O Departamento de Estado admitiu que os chineses usaram a classificação do grupo como terrorista a fim de justificar severas medidas de repressão aos separatistas uighurs, semelhantes às políticas, mais conhecidas, que as autoridades chinesas empregam com relação ao Tibete.

Mas especialistas em assuntos chineses argumentam que a designação do movimento como terrorista pelos norte-americanos parece ser baseada em informações incorretas. Em 2002, a China alegou que oito pequenos e pouco conhecidos grupos de uighurs haviam cometido mais de 200 atos terroristas, nos 11 anos precedentes. Mas, poucos meses mais tarde, os norte-americanos atribuíram a culpa por todos esses atentados ao Movimento Islâmico do Turquestão Oriental (Etim).

"De repente, era tudo culpa do Etim", disse James Millward, historiador na Universidade de Georgetown que escreveu sobre a decisão de classificar o grupo como terrorista. Dru Gladney, especialista em assuntos chineses no Pomona College, disse que a confusão pode ter exagerado a importância do grupo, o qual segundo ele talvez tivesse apenas 10 membros.

Ainda assim, diversos dos prisioneiros reconheceram em seus depoimentos que seu acampamento no Afeganistão tinha elos para com um expatriado uighur, Hasan Mahsum, que se descrevia como líder do movimento separatista Etim. Mahsum negou quaisquer conexões entre seu grupo e a Al-Qaeda, mas essa negação de maneira alguma encerrou a questão. O líder terminou morto pelo exército paquistanês em, 2003, em um ataque contra o que os paquistaneses descreveram como um esconderijo da Al-Qaeda.

Os arquivos sobre os uighur herdados pelo governo Obama estão repletos de ambiguidades como essas, de acordo com as informações publicamente disponíveis. Ainda assim, cinco antigos membros do governo Bush declararam em entrevistas que não conheciam quaisquer esforços para recolher mais informações sobre os prisioneiros, mesmo depois que um tribunal federal de recursos, em junho, ridicularizou as informações secretas sobre os prisioneiros uighur como não mais que boatos.

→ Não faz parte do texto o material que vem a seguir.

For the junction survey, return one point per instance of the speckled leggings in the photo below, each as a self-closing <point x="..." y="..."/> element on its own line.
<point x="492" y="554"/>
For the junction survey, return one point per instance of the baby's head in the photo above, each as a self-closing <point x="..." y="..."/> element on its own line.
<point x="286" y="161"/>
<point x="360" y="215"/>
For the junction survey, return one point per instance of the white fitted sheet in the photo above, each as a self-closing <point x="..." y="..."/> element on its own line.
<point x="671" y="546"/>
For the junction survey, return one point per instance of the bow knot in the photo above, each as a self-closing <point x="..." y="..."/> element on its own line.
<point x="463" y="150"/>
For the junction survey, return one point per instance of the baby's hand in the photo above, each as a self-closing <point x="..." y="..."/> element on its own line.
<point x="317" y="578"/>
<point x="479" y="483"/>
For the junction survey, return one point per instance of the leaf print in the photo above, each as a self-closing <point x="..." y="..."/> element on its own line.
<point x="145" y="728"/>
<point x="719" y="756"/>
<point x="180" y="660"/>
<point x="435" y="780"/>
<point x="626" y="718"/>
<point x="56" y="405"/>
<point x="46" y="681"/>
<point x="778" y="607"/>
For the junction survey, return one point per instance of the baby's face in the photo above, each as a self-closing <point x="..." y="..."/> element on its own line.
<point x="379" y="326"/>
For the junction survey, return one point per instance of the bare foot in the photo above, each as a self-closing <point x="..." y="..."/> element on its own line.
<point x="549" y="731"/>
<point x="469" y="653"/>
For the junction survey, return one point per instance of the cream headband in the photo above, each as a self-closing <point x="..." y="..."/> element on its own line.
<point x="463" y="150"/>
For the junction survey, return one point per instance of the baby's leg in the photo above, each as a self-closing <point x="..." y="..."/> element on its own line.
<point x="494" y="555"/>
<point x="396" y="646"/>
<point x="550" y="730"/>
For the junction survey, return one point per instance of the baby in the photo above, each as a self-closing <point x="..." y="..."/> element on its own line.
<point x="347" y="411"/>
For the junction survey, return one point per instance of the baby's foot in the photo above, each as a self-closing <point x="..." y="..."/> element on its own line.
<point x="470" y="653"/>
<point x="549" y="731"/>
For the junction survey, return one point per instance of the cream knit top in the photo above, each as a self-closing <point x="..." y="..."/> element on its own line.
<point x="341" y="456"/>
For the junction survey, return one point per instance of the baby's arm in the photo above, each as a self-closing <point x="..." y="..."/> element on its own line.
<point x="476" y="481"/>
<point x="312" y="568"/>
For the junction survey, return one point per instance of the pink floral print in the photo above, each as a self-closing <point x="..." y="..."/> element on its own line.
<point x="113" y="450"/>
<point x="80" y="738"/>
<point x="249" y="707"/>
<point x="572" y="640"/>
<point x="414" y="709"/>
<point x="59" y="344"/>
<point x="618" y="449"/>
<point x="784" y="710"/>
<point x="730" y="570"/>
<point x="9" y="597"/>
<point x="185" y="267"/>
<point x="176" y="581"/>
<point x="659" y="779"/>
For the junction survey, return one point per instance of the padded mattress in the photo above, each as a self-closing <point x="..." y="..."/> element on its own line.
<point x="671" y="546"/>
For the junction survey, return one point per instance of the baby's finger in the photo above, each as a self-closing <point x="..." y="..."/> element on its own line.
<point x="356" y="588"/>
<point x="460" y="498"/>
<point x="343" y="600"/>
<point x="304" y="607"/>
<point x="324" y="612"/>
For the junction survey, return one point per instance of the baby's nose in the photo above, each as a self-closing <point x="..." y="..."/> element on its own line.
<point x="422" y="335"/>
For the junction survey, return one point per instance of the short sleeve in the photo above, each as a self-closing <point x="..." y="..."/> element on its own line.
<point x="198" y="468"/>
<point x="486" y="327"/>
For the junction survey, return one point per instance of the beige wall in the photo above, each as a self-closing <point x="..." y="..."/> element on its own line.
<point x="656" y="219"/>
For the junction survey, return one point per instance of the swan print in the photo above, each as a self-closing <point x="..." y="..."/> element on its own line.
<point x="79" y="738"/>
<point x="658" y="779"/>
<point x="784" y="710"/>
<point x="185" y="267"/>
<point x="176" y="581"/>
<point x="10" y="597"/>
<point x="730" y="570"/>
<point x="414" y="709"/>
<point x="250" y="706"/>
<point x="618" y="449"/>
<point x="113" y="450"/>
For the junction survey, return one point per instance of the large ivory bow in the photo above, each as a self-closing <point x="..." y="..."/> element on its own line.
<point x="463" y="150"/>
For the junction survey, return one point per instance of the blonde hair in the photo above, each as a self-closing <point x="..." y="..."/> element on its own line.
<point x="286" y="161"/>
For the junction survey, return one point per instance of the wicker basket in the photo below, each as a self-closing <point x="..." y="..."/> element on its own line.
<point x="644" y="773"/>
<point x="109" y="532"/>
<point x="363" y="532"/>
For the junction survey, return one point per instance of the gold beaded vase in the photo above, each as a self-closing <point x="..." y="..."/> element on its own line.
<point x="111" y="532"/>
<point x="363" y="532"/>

Em decisão adversa ao governo Bush, o tribunal de apelações federal em Washington afirmou que havia razão para acreditar que a fonte das alegações infundadas era nada menos que o governo da China, o qual, segundo o tribunal, estava longe de qualquer objetividade quanto ao tema. Mas, disse um antigo funcionário do governo Bush, "ninguém voltou atrás para verificar os fatos uma segunda vez".

Andrew Levy, que foi diretor jurídico assistente no Departamento de Segurança Interna durante o governo Bush, disse que as informações eram suficientes para convencer as autoridades de que os homens não deveriam ser autorizados a entrar nos Estados Unidos. "Seria difícil dizer que permitir a entrada deles não envolveria riscos", disse Levy.

Os norte-americanos afirmam que não pretendem entregar os prisioneiros à China - que vem exigindo seu repatriamento - porque temem que eles sejam torturados ou maltratados. Mas depois de 2006, quando a Albânia aceitou receber cinco uighurs detidos em Guantánamo, outros 100 países se recusaram a receber os demais 17, de acordo com funcionários do Departamento de Estado.